Peak Detection for 'MSnExp' or 'Spectrum' instances
pickPeaks-method.Rd
This method performs a peak picking on individual spectra
(Spectrum
instances) or whole experiments (MSnExp
instances) to
create centroided spectra.
For noisy spectra there are currently two different noise estimators
available, the Median Absolute Deviation (method = "MAD"
) and
Friedman's Super Smoother (method = "SuperSmoother"
),
as implemented in the MALDIquant::detectPeaks
and
MALDIquant::estimateNoise
functions respectively.
The method supports also to optionally refine the m/z value of the identified centroids by considering data points that belong (most likely) to the same mass peak.
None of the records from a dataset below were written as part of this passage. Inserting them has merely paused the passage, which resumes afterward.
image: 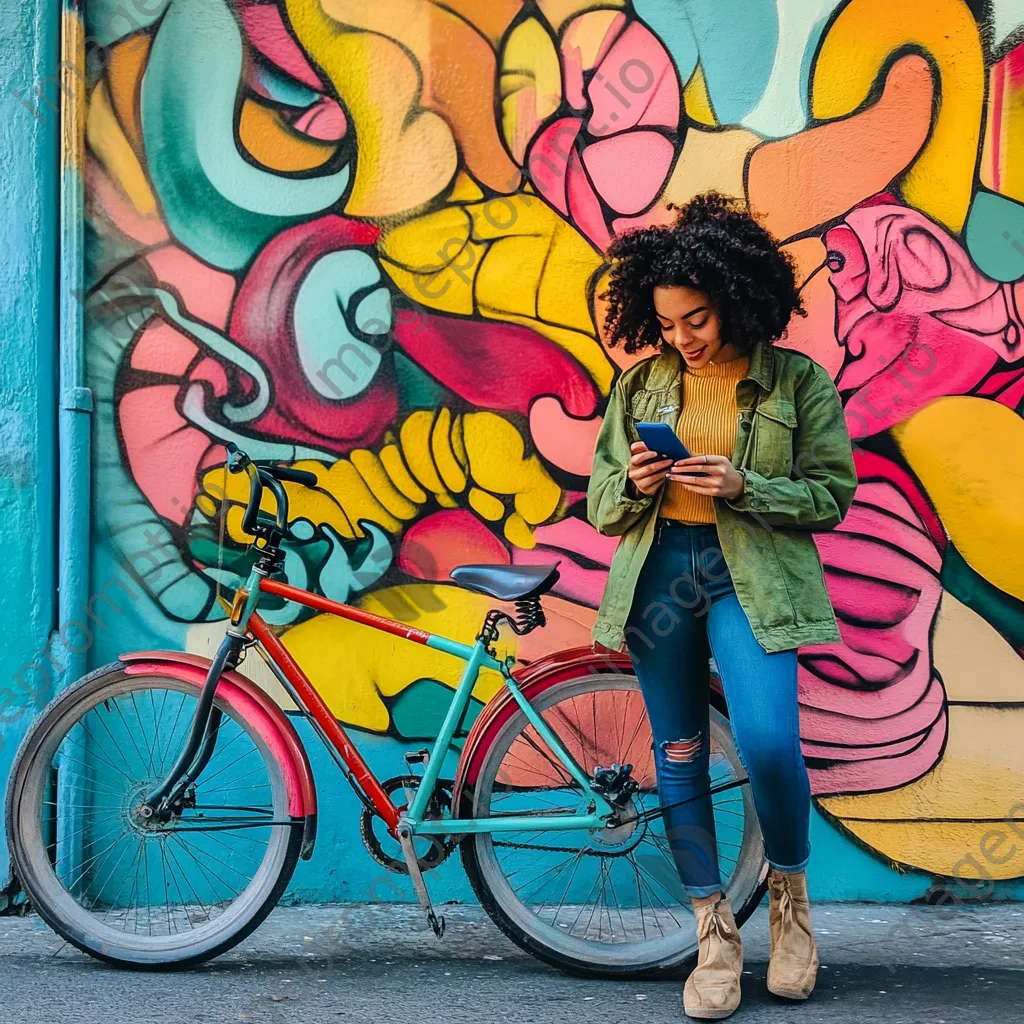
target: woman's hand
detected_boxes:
[626,441,672,498]
[668,455,743,498]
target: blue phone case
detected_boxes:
[637,423,692,461]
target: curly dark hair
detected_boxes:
[600,193,807,352]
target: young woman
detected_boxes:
[588,194,856,1018]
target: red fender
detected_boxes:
[120,650,316,860]
[452,646,724,817]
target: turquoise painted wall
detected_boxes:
[0,2,59,905]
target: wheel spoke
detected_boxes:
[464,673,763,972]
[12,670,300,966]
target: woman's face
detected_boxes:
[654,285,723,370]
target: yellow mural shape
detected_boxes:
[893,396,1024,599]
[378,193,613,394]
[979,54,1024,203]
[85,80,157,216]
[819,706,1024,879]
[500,17,562,164]
[811,0,985,231]
[272,583,593,732]
[196,407,562,548]
[286,0,459,217]
[683,63,718,128]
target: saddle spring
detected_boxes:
[478,597,548,643]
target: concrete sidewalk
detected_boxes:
[0,903,1024,1024]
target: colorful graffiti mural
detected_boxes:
[83,0,1024,892]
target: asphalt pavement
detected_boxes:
[0,903,1024,1024]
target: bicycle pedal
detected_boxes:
[406,746,430,770]
[398,825,444,939]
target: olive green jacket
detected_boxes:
[587,344,857,651]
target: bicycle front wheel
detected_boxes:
[460,671,767,977]
[7,665,302,969]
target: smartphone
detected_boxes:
[637,423,692,462]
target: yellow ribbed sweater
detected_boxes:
[659,355,751,522]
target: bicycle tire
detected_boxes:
[6,663,302,970]
[460,667,767,978]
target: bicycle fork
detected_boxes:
[138,631,245,819]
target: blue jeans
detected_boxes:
[626,520,811,897]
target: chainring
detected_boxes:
[359,775,459,874]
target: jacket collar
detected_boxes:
[743,341,775,391]
[647,341,775,391]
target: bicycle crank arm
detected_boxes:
[398,821,444,938]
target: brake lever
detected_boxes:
[224,441,252,473]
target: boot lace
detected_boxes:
[698,899,732,942]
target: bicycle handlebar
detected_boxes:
[225,441,316,537]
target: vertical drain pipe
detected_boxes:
[53,0,92,689]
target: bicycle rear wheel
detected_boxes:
[7,665,302,968]
[460,671,767,977]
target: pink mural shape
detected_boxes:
[398,509,509,582]
[825,198,1024,437]
[799,452,947,796]
[236,0,348,142]
[526,11,680,250]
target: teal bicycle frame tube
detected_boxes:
[246,569,614,836]
[406,635,613,836]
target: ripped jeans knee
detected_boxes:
[662,732,703,764]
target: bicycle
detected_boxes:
[6,444,767,977]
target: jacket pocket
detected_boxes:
[753,397,798,478]
[627,388,679,430]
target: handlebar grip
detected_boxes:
[260,466,316,487]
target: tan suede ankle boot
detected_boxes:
[683,896,743,1020]
[768,868,818,999]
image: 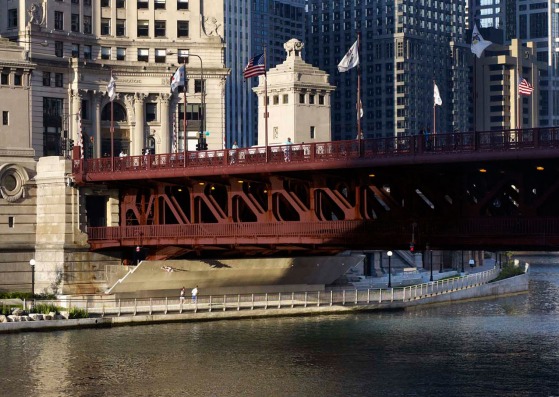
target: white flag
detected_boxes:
[471,24,493,58]
[338,41,359,72]
[171,65,185,92]
[107,75,116,102]
[433,83,443,107]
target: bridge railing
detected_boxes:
[72,127,559,174]
[24,267,500,316]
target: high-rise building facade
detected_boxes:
[224,0,305,147]
[306,0,472,139]
[469,0,559,127]
[0,0,228,157]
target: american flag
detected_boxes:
[518,78,534,95]
[243,54,266,79]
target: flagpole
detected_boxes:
[356,32,362,142]
[111,69,115,171]
[264,47,268,163]
[184,58,188,166]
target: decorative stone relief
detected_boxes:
[203,17,223,39]
[27,1,47,25]
[0,164,29,203]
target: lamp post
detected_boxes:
[29,259,37,299]
[386,251,392,288]
[184,53,206,149]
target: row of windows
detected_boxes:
[103,19,189,37]
[0,71,23,86]
[103,0,192,10]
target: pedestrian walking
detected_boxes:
[192,286,198,303]
[180,287,185,303]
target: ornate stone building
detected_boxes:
[0,0,229,293]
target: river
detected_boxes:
[0,263,559,397]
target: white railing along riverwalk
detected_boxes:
[26,268,499,316]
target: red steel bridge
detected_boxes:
[73,128,559,259]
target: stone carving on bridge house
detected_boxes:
[0,163,29,203]
[27,1,47,26]
[202,17,223,39]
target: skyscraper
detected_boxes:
[470,0,559,127]
[306,0,472,139]
[224,0,305,147]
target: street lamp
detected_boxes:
[184,53,206,149]
[29,259,37,298]
[386,251,392,288]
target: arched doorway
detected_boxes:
[101,101,130,157]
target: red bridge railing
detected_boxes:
[73,127,559,179]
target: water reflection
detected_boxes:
[0,266,559,397]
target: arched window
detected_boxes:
[101,102,126,121]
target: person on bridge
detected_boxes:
[180,287,185,303]
[230,141,239,164]
[192,286,198,303]
[284,138,293,162]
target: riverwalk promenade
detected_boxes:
[0,265,528,333]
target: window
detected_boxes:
[101,47,111,59]
[155,21,166,37]
[54,11,64,30]
[138,48,149,62]
[194,79,206,93]
[101,18,111,36]
[54,41,64,58]
[70,14,80,32]
[146,103,157,122]
[43,72,50,87]
[116,19,126,37]
[54,73,64,87]
[83,45,91,59]
[72,43,80,58]
[83,15,91,34]
[138,20,149,37]
[8,8,17,28]
[155,48,167,63]
[177,21,188,37]
[178,49,188,63]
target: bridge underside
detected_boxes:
[84,158,559,259]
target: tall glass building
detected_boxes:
[306,0,472,139]
[224,0,305,147]
[470,0,559,126]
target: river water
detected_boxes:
[0,264,559,397]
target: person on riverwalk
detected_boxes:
[192,286,198,303]
[180,287,185,303]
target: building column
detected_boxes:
[156,94,171,154]
[91,91,103,157]
[68,90,82,145]
[130,93,147,156]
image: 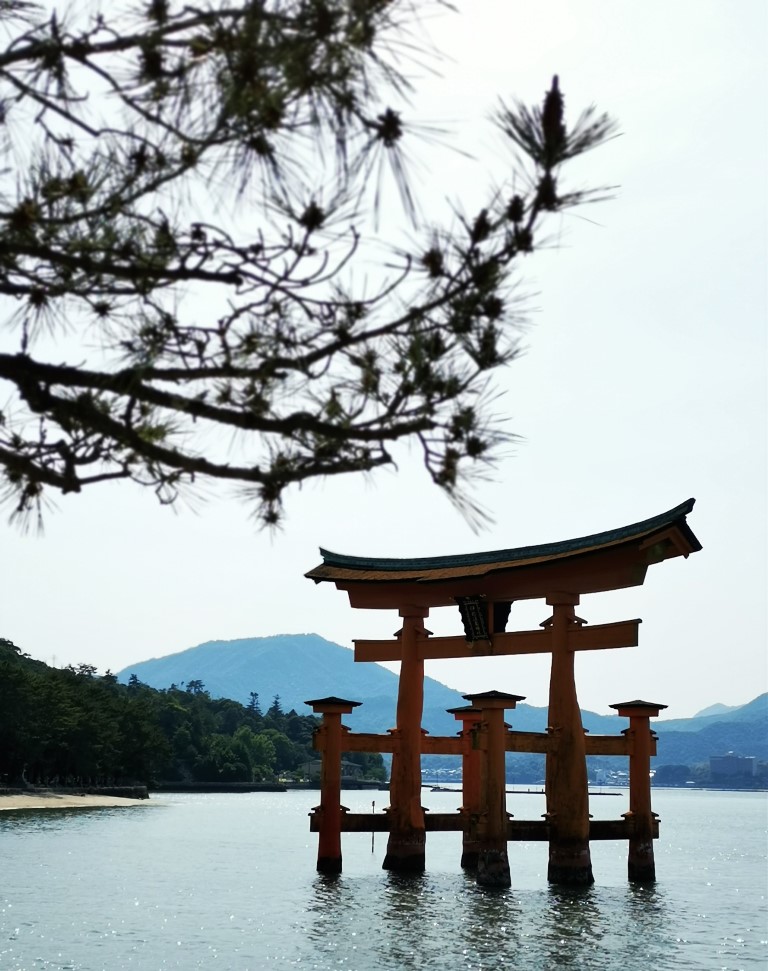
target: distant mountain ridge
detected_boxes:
[118,634,768,763]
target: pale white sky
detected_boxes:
[0,0,768,717]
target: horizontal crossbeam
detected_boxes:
[354,620,640,661]
[309,812,659,843]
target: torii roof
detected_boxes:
[305,499,701,607]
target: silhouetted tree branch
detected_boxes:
[0,0,613,524]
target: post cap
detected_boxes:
[304,695,362,715]
[608,698,667,718]
[462,691,525,710]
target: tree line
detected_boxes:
[0,638,386,787]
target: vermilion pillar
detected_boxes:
[305,697,360,873]
[383,607,429,873]
[464,691,523,887]
[448,705,481,870]
[546,593,594,886]
[610,701,667,883]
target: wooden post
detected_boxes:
[383,607,429,873]
[610,701,667,883]
[546,593,594,886]
[464,691,523,887]
[448,705,481,870]
[305,697,360,873]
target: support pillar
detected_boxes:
[464,691,523,888]
[305,697,360,873]
[542,593,594,886]
[383,607,428,873]
[448,705,481,870]
[610,701,667,883]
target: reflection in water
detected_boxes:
[541,886,617,968]
[0,792,768,971]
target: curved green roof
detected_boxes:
[316,499,701,578]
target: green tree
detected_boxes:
[0,0,612,524]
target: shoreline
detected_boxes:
[0,790,148,812]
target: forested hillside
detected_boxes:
[0,638,385,786]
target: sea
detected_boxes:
[0,787,768,971]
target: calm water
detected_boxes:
[0,790,768,971]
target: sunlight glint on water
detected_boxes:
[0,790,768,971]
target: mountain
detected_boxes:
[118,634,768,764]
[693,702,741,718]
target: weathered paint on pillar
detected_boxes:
[464,691,523,887]
[610,701,667,883]
[448,705,480,870]
[383,607,428,873]
[546,593,594,886]
[305,697,360,873]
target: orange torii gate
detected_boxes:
[306,499,701,886]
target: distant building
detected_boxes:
[709,752,757,782]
The m/z value is calculated as an intensity weighted average of the m/z values within the peak region. How the peak region is defined depends on the method chosen:
refineMz = "kNeighbors"
: m/z values (and their respective
intensities) of the2 * k
closest signals to the centroid are
used in the intensity weighted average calculation. The number of
neighboring signals can be defined with the argument k
.
refineMz = "descendPeak"
: the peak region is defined by
descending from the identified centroid/peak on both sides until the
measured signal increases again. Within this defined region all
measurements with an intensity of at least signalPercentage
of
the centroid's intensity are used to calculate the refined m/z. By
default the descend is stopped when the first signal that is equal or
larger than the last observed one is encountered. Setting
stopAtTwo = TRUE
, two consecutively increasing signals are
required.
By default (refineMz = "none"
, simply the m/z of the largest
signal (the identified centroid) is reported. See below for examples.
Methods
signature(x = "MSnExp", halfWindowSize = "integer", method = "character", SNR = "numeric", verbose = "logical", refineMz = "character", ...)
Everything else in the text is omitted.